In my former life, before I was a stay-at-home mom, I was a high school guidance counselor. I loved my job. I earned my Master's degree in school counseling and had found the place where I truly felt that I was using my gifts and talents and passions. I, unlike many, have a particular fondness for high school aged kids . I am fascinated by that age group, am attracted to the drama,the energy, the fun, the excitement. I guess it's because I loved my own high school experience. I had a blast during that time of my life. I have fond memories, I had great friends, I fit in and I really enjoyed that stage.
After being home with my own kids for a few years, I felt a longing to get involved with high school kids again. I found my eyes were always drawn to the left side of the church sanctuary on Sunday mornings, where all the high school kids sat. I decided to get involved with the high school ministry and am now a small group leader for the 10th and 11th grade girls.
Now I spend every Wednesday night with the high school kids. This past Wednesday we were all meeting together, boys and girls from grades 9-12. Before a game, worship and discussion time, everyone is just hanging out, socializing and visiting with each other. This 15 minute "hang time" on Wednesday nights has got to be the most challenging time of every week for me. I keep thinking it will get easier, but I am still struggling. When was the last time you walked into a room filled with high school kids, all who know each other, and tried to fit in? tried to find someone who would talk to you? find something to talk about? You would think that you have grown up enough, evolved enough, so now you wouldn't be so intimidated by them or care about what they think of you, right?
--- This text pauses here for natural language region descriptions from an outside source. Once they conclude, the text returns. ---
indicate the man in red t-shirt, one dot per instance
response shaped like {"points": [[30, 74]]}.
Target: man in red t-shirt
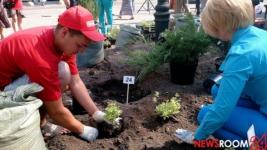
{"points": [[37, 52]]}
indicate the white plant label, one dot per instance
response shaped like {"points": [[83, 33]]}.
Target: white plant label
{"points": [[251, 134], [128, 79]]}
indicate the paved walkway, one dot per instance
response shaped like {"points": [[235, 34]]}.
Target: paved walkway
{"points": [[47, 15]]}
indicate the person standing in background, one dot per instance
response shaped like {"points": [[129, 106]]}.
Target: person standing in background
{"points": [[4, 23], [181, 6], [16, 15], [105, 6], [127, 8]]}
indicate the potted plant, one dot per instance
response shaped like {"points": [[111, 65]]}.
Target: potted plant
{"points": [[95, 51], [112, 34], [181, 48], [168, 107]]}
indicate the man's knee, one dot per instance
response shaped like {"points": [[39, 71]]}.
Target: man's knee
{"points": [[202, 112]]}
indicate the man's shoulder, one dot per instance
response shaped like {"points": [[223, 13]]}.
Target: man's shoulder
{"points": [[31, 32]]}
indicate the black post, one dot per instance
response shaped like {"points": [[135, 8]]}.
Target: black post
{"points": [[162, 16]]}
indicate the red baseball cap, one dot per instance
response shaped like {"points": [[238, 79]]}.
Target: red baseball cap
{"points": [[79, 18]]}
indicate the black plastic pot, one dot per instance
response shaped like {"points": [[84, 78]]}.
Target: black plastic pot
{"points": [[183, 74]]}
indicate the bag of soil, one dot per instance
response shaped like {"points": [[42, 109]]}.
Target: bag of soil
{"points": [[20, 119]]}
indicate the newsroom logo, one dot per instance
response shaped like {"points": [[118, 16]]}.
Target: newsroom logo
{"points": [[254, 143]]}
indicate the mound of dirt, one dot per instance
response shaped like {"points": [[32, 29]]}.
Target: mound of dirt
{"points": [[141, 127]]}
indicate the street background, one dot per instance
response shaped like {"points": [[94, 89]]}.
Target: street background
{"points": [[38, 15]]}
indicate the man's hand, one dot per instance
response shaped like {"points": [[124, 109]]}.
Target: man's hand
{"points": [[99, 116], [185, 135], [89, 133]]}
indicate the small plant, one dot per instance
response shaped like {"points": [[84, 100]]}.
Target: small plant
{"points": [[112, 112], [182, 46], [147, 24], [170, 107], [155, 97]]}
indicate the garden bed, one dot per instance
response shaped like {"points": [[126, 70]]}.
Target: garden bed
{"points": [[141, 127]]}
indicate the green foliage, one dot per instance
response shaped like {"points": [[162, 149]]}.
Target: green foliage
{"points": [[91, 5], [112, 112], [184, 46], [147, 23], [168, 108]]}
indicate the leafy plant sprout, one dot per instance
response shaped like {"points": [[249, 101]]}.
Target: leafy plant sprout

Well, let me tell you, it's just as awkward and scary and intimidating now, as a 30-something year old!!
Once we get into the thick of the evening, and I am in my "leader" role, I start to feel a little more comfortable, but still, they are a tough crowd. I am finding that I am not as easily accepted among this group as I thought I would be. I keep wanting to reassure them, "Hey, I'm cool. Really, I was pretty cool when I was in high school, I think you would have liked me. I know I'm old and out of it now, but in my day, I was alright!" That probably wouldn't help, huh?
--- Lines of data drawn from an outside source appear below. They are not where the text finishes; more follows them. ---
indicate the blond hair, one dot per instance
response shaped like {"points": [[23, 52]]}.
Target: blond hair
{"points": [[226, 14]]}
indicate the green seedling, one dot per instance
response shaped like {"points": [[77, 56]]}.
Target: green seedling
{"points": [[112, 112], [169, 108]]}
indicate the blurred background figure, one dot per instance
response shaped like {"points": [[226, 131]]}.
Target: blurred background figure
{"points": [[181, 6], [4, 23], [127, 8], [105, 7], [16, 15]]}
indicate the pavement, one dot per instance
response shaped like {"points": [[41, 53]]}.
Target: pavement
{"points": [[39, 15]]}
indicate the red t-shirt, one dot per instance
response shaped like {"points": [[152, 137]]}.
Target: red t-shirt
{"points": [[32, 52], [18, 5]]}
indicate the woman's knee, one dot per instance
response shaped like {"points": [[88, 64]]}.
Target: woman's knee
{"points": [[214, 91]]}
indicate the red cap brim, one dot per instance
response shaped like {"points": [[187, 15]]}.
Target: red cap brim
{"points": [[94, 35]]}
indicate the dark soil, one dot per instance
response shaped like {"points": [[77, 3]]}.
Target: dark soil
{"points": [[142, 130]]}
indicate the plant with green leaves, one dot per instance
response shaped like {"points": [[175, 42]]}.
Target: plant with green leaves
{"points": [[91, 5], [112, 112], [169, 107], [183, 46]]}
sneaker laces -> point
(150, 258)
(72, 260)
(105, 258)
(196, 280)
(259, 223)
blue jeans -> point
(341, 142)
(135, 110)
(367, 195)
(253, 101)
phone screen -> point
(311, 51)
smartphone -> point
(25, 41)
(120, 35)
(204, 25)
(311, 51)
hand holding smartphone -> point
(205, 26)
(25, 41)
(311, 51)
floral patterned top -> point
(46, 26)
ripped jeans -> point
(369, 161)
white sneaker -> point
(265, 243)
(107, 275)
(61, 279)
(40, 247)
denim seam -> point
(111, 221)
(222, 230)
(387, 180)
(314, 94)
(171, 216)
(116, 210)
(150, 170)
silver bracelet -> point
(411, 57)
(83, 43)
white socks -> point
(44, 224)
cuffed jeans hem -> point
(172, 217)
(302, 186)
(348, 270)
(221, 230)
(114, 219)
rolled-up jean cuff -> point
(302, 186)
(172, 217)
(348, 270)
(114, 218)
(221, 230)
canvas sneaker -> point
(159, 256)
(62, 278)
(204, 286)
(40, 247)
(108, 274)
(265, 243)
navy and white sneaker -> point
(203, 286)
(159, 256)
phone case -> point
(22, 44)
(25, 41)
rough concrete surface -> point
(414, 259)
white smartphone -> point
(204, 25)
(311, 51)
In a great book I recently read called, In The Name of Jesus, Henri Nouwen
describes his similar struggle to assert his leadership within a new community. He says, "Not being able to use any of the skills that proved so practical in the past was a real source of anxiety. I was suddenly faced with my naked self, open for affirmations and rejections, hugs and punches, smiles and tears, all dependent on how I was perceived at the moment...forced to let go of my relevant self, and forced to reclaim that unadorned self in which I am completely vulnerable, open to receive and give love regardless of any accomplishments. I am telling you all this because I am deeply convinced that the Christian leader of the future is called to be completely irrelevant and to stand in this world with nothing to offer but his or her own vulnerable self. That is the way Jesus came to reveal God's love."
My struggle will be to let go of my pride and ego, of my relevant self, and just be a humble and loving servant of God.